Second, as more assays come to market, receive FDA authorization, and enter the standard-of-care, it’s especially important that payers engage in the access discussion to inform how they cover liquid biopsy tests. The decisions payers make regarding covering tests will influence whether liquid biopsy can be appropriately used to close gaps in cancer care and outcomes. Consortia like BLOODPAC can help understand what the majority of payers are covering, review the available evidence, and identify and fill in gaps that are limiting coverage. In addition, to optimize patient access, collaboration between payers, clinicians, patient groups, and industry will be needed to ensure that prior authorization or cost-sharing measures frequently used by payers do not become stumbling blocks for appropriate use.

Third, patient and provider education will require time and attention from all sides. Developing the right educational tools and effectively reaching patients and their care providers will require gathering real-world perspectives from community leaders and health care centers. In particular, understanding and alleviating privacy concerns and effectively communicating what tests can — and cannot — tell patients and their health care providers is necessary for building trust in an emerging technology. This work will require creating educational materials using language patients can understand, in English, Spanish, and various other languages. Clinicians play an essential role in the adoption curve of these technologies, and resources that are informed by patient and clinician input will support their decision-making.

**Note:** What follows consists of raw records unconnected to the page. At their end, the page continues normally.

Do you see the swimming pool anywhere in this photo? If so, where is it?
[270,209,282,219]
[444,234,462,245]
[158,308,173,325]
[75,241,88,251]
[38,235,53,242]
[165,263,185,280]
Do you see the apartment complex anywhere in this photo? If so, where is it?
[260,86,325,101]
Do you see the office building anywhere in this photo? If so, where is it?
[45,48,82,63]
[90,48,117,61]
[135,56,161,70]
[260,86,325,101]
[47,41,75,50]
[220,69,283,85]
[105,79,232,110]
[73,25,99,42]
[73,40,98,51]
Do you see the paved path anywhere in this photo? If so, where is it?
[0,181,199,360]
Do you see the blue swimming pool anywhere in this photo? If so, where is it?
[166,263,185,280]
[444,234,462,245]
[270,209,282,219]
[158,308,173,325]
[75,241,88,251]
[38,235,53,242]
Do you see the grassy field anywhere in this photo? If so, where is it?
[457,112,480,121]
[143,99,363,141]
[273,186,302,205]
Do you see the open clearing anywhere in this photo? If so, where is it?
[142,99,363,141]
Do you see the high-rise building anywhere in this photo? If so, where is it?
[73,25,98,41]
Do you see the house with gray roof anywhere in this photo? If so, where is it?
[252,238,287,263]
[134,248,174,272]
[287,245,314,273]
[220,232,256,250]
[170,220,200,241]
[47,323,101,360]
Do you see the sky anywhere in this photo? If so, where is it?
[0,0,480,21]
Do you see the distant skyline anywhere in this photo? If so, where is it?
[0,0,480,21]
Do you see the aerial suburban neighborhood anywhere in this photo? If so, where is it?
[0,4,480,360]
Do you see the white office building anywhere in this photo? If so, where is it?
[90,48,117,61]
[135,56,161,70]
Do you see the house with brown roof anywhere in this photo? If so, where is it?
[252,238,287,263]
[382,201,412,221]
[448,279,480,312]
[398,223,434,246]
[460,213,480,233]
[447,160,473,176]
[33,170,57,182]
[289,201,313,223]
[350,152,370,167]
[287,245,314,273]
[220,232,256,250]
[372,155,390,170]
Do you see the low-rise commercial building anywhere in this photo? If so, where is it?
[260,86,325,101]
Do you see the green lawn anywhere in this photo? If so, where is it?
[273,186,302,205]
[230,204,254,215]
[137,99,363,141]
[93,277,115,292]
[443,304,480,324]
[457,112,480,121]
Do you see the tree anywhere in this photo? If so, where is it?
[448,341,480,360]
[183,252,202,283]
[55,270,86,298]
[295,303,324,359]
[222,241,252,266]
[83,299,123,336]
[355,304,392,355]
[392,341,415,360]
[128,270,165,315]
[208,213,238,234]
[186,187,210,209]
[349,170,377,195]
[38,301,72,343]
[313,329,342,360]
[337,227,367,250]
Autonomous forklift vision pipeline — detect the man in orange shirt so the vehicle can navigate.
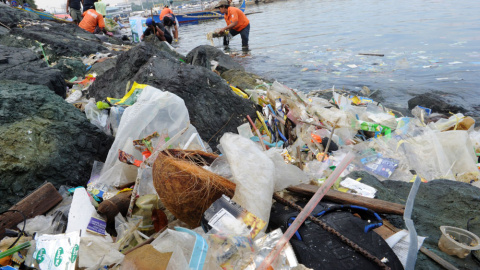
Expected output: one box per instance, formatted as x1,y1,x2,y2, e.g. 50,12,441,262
78,5,113,36
216,0,250,50
160,6,173,21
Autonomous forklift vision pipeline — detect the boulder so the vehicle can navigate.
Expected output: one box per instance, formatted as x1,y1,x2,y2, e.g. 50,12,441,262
408,93,467,114
186,45,245,73
0,45,66,97
349,172,480,269
0,21,108,63
89,44,255,149
0,80,113,211
54,58,87,80
0,5,40,27
88,58,117,77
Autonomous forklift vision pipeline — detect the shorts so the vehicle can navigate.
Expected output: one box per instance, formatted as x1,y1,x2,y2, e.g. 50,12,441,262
70,8,82,22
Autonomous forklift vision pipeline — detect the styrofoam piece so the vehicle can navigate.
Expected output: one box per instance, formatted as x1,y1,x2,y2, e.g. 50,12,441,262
66,187,96,236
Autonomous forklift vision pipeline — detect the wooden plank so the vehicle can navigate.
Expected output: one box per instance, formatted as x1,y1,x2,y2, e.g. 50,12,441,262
287,184,405,215
0,182,63,239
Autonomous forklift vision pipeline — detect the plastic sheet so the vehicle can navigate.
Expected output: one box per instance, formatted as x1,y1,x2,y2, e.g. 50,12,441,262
220,133,275,223
265,148,309,191
97,86,198,192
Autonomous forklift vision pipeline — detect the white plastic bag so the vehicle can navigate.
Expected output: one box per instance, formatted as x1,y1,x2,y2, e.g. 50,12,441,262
220,133,275,223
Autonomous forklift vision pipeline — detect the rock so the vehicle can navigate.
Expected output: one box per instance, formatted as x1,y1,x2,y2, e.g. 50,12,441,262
221,69,273,90
88,58,117,77
54,58,87,80
0,21,108,63
349,172,480,269
0,45,66,98
186,45,245,73
144,35,186,62
0,80,113,211
0,5,40,27
408,93,467,114
89,44,255,149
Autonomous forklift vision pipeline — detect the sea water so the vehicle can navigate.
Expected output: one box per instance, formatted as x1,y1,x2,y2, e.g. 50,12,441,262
177,0,480,114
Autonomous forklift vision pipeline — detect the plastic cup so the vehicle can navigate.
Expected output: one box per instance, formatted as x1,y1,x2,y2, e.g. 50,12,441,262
438,226,480,259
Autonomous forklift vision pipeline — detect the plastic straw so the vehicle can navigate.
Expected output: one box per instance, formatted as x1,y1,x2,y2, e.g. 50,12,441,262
247,115,267,151
257,152,355,270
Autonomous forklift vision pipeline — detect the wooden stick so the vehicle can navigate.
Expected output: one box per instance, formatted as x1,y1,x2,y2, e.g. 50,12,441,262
247,115,267,151
0,182,63,239
358,53,385,57
287,184,405,215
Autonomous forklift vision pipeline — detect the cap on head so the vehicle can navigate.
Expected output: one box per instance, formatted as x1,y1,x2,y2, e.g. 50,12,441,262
145,18,153,26
215,0,230,8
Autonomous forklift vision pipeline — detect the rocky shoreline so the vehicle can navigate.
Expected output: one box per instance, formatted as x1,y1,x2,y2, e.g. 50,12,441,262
0,5,480,269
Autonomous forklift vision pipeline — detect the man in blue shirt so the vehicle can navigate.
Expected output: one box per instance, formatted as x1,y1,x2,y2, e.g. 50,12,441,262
67,0,83,24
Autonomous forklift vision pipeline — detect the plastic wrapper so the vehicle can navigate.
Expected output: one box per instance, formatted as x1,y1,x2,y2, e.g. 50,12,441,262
220,133,275,226
78,235,125,270
17,216,54,235
92,86,198,196
33,231,80,270
249,229,298,270
152,229,199,270
85,100,111,135
108,106,125,137
265,148,309,191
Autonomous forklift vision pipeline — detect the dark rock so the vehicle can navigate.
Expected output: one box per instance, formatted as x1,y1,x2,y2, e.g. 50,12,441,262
408,93,466,114
54,58,86,80
0,21,108,63
221,69,273,90
88,58,117,77
0,45,66,97
144,35,186,62
89,44,255,149
0,81,113,211
0,5,40,27
349,172,480,269
186,45,245,73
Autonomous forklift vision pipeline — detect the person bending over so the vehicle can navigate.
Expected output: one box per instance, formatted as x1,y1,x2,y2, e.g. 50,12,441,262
140,18,173,44
216,0,250,50
78,7,112,36
163,14,178,41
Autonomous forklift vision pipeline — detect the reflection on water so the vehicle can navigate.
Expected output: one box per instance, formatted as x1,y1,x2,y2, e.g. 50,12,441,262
174,0,480,112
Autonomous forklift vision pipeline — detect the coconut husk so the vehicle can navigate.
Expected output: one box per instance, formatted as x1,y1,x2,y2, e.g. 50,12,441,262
153,150,235,228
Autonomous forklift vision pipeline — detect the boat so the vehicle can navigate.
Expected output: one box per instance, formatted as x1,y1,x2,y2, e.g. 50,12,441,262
153,0,246,24
22,7,71,23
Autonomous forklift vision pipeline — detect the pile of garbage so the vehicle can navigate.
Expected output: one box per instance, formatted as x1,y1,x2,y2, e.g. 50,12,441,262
0,67,480,269
0,4,480,270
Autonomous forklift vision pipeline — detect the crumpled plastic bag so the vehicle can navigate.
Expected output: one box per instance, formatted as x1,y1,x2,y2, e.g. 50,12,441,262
220,133,275,226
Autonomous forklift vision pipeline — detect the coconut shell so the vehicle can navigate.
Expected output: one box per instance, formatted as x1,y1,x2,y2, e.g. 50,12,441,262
153,151,235,228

Each of these goals is a tall order, which is why it’s important to leverage the space for conversation and collaboration that BLOODPAC has provided since it began working as a pilot project under the Cancer Moonshot in 2016. People with cancer don’t have the luxury of time to wait for health system stakeholders to reinvent the wheel, and the pace of progress in liquid biopsy is being closely shadowed by emerging disparities. It is vital to strategically and collaboratively address the inequities that exist today and to prevent new ones from emerging as new uses become standard of care. We hope that entities across the cancer ecosystem — researchers, industry, health care providers, payers and patient advocates — will use the recently published roadmap and frameworks that already exist to address emerging gaps and target disparities that have been the norm for too long.

Gebra Cuyun Carter, Ph.D., M.P.H., is the senior director of health economics and outcomes research at Exact Sciences. Caitlin Kubler, M.S., is the senior director of policy and advocacy at the Prevent Cancer Foundation. Both authors are members of BLOODPAC’s Accessibility Working Group.